Prove that the sequence $a_n = \frac{x^n}{n!}$ is bounded.
This is my definition of bounded: $\exists M>0 \hspace{-1mm}: \hspace{5mm} |a_n|<M \hspace{5mm} \forall n\in\mathbb{N} $.
UPDATE: I am aware I could prove convergence and then prove all convergent sequences are bounded, but I assumed there exists a direct method to prove boundedness using the definition (Hence this question was not meant as a duplicate).

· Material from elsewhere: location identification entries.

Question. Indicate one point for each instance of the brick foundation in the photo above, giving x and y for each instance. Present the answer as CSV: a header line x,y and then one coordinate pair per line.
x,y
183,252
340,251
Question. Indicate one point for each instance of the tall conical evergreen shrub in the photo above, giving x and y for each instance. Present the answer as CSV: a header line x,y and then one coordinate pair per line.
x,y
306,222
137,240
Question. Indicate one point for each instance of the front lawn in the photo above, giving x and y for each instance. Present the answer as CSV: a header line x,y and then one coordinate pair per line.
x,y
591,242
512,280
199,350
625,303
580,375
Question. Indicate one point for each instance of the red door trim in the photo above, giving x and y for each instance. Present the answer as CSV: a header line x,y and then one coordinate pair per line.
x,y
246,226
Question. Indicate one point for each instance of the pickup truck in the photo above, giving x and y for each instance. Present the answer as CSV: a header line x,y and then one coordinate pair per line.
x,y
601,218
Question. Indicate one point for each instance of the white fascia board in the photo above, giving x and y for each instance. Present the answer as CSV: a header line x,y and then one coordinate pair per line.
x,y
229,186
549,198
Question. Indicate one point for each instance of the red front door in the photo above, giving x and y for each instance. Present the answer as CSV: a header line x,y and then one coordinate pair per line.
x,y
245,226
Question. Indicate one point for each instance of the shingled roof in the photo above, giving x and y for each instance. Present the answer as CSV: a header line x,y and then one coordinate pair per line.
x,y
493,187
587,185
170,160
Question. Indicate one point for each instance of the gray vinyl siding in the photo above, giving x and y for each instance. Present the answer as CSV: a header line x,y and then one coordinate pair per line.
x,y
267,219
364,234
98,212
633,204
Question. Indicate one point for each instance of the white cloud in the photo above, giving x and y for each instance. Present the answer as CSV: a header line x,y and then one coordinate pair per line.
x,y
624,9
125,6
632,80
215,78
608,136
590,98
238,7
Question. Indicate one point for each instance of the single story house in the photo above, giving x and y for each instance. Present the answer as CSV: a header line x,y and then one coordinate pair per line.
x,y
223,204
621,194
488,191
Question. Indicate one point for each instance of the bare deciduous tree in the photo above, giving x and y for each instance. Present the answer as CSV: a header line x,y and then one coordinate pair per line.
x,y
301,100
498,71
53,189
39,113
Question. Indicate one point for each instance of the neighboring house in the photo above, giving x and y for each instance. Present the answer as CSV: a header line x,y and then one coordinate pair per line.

Let $a_n$ be for $x \in \mathbb{R}$ the function $$ a_n\left(x\right)=\frac{x^n}{n!} $$ Hence for $x \ne 0$ $$ \left|\frac{a_{n+1}\left(x\right)}{a_n\left(x\right)}\right| \leq \frac{\left|x\right|^{n+1}}{\left(n+1\right)n!}\frac{n!}{\left|x\right|}=\frac{\left|x\right|}{n+1}\underset{n \rightarrow +\infty}{\rightarrow}0 $$ Hence the series $\sum_{n \geq 0}^{ }a_n(x)$ converges for $x \in \mathbb{R}$. Hence $$ a_n(x)\underset{n \rightarrow +\infty}{\rightarrow}0 $$ Hence, $a_n(x)$ for $x \in \mathbb{R}$ is bounded because it converges.
Just to be different
$\frac {x^n}{n!} = \prod \frac x1\frac x2 ....... \frac x{n}$.
Let $n > |x|$. Then $a_(n+1) = \frac {x^{n+1}}{(n+1)!} = (\prod \frac x1\frac x2 ....... \frac x{n})\frac x{n+1} < a_n$
So $a_n \le \max \{a_m\}_{m \le |x|}$.